Alla video-narrazione online è dedicato da undici anni il premio Teletopi, l’oscar del video storytelling in rete. In gara i migliori progetti di comunicazione digitale multipiattaforma in grado di raccontare una storia attraverso video coinvolgenti, che veicolano emozioni, posizionano brand, intercettano community. Perché i dati dicono che entro il 2020 gli utenti di Internet trascorreranno in media 84 minuti al giorno guardando video online (Online Video Forecasts 2018 – Zenith). E quasi il 50% oggi cerca video relativi a un prodotto o un servizio prima di entrare in negozio (Google).
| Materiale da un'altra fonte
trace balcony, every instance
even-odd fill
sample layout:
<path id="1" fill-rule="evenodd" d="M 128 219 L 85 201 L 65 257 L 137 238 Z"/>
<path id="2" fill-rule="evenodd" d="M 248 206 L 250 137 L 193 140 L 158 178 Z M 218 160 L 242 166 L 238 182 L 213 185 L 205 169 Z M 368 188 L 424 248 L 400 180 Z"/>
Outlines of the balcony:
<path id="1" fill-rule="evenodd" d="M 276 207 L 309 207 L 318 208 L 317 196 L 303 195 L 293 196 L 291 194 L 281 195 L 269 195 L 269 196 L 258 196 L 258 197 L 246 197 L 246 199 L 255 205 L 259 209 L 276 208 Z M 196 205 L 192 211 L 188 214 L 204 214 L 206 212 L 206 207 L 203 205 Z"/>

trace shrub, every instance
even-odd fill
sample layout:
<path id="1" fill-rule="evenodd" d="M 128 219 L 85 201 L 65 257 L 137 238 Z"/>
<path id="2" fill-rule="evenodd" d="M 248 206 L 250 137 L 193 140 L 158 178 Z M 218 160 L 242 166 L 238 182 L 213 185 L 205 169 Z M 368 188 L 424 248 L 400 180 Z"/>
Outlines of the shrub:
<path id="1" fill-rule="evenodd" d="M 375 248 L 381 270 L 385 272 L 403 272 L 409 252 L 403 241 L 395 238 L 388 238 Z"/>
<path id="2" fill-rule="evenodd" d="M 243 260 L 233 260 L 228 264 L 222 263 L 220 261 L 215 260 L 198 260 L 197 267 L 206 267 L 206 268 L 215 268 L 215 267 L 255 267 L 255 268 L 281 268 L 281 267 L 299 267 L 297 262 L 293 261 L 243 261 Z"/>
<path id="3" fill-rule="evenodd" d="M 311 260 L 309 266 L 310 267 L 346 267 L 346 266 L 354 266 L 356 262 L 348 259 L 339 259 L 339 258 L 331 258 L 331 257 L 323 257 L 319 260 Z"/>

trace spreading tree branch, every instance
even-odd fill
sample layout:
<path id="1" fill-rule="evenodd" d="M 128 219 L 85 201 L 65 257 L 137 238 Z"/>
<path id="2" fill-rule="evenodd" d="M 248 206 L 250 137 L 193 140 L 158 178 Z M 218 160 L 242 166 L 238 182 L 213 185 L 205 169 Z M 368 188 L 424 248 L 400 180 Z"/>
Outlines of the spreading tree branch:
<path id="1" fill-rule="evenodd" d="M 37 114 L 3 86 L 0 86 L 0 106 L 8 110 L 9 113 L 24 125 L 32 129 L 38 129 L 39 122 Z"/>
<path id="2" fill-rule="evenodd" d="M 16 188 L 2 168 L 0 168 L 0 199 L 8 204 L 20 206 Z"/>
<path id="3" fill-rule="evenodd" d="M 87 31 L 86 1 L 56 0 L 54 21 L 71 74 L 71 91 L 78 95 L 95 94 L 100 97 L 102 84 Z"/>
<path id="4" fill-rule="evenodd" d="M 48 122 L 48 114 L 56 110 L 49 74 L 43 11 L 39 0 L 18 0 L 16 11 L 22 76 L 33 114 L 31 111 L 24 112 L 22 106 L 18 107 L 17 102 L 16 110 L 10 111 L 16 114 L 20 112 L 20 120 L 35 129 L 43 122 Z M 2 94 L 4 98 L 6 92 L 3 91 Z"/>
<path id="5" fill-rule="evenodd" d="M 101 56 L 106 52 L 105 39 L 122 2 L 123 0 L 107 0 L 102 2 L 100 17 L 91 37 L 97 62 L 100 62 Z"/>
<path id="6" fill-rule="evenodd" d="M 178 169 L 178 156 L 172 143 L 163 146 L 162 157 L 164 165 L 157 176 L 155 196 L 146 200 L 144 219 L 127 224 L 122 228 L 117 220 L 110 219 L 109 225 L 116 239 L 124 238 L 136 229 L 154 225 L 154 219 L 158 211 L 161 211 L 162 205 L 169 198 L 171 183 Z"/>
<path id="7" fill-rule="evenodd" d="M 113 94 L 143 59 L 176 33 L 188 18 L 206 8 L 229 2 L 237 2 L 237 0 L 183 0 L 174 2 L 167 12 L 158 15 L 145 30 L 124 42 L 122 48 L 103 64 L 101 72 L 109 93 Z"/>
Venti i finalisti in gara nelle quattro categorie: brand, community, sociale, editori. L’elenco qui. A decretare il vincitore per ogni categoria sarà una giuria formata da otto analisti ed esperti del settore: Giampaolo Colletti (giornalista e fondatore del premio Teletopi), Cinzia Bancone (TV Talk – Rai3), Andrea Fontana (docente di corporate storytelling all’Università di Pavia), Lella Mazzoli (direttrice dell’Istituto per la formazione al giornalismo di Urbino), Paolo Iabichino @Iabicus (esperto di linguaggi della pubblicità e della rete), Francesco Amato (sceneggiatore e regista), Janet De Nardis (fondatrice e direttrice artistica del Roma Web Fest), Carmen Lasorella (presidente di giuria).

La premiazione durante il Roma Web Fest, il festival internazionale delle web serie, mercoledì 28 novembre alle 12.30 nella sala Deluxe della Casa del Cinema di Roma (largo Marcello Mastroianni, 1) e in diretta web sulla pagina Facebook Teletopi. Un’occasione per fare il punto sul mercato, sui linguaggi e sulle tendenze in atto con i 20 finalisti, con Giampaolo Colletti (giornalista e fondatore Teletopi), Celia Guimaraes (Rainews24) e Carmen Lasorella (presidente di giuria). Qui è possibile registrarsi gratuitamente all’evento e vedere il programma completo.

Oggi il video è davvero dappertutto – sottolinea Giampaolo Colletti, fondatore del premio Teletopi – ed è adottato per vendere prodotti o servizi, per emozionare, persino per indignare, ma anche per posizionarsi su battaglie legate a diritti civili, ambientali, politiche, arrivando a surfare nella contemporaneità. In Italia si moltiplicano le narrazioni declinate attraverso le leve del video, costruite in una logica snack per essere fruite sui social e sulle piattaforme di videosharing, Con Teletopi da undici anni ogni fine anno proviamo a fare un punto sui migliori progetti di video-storytelling”.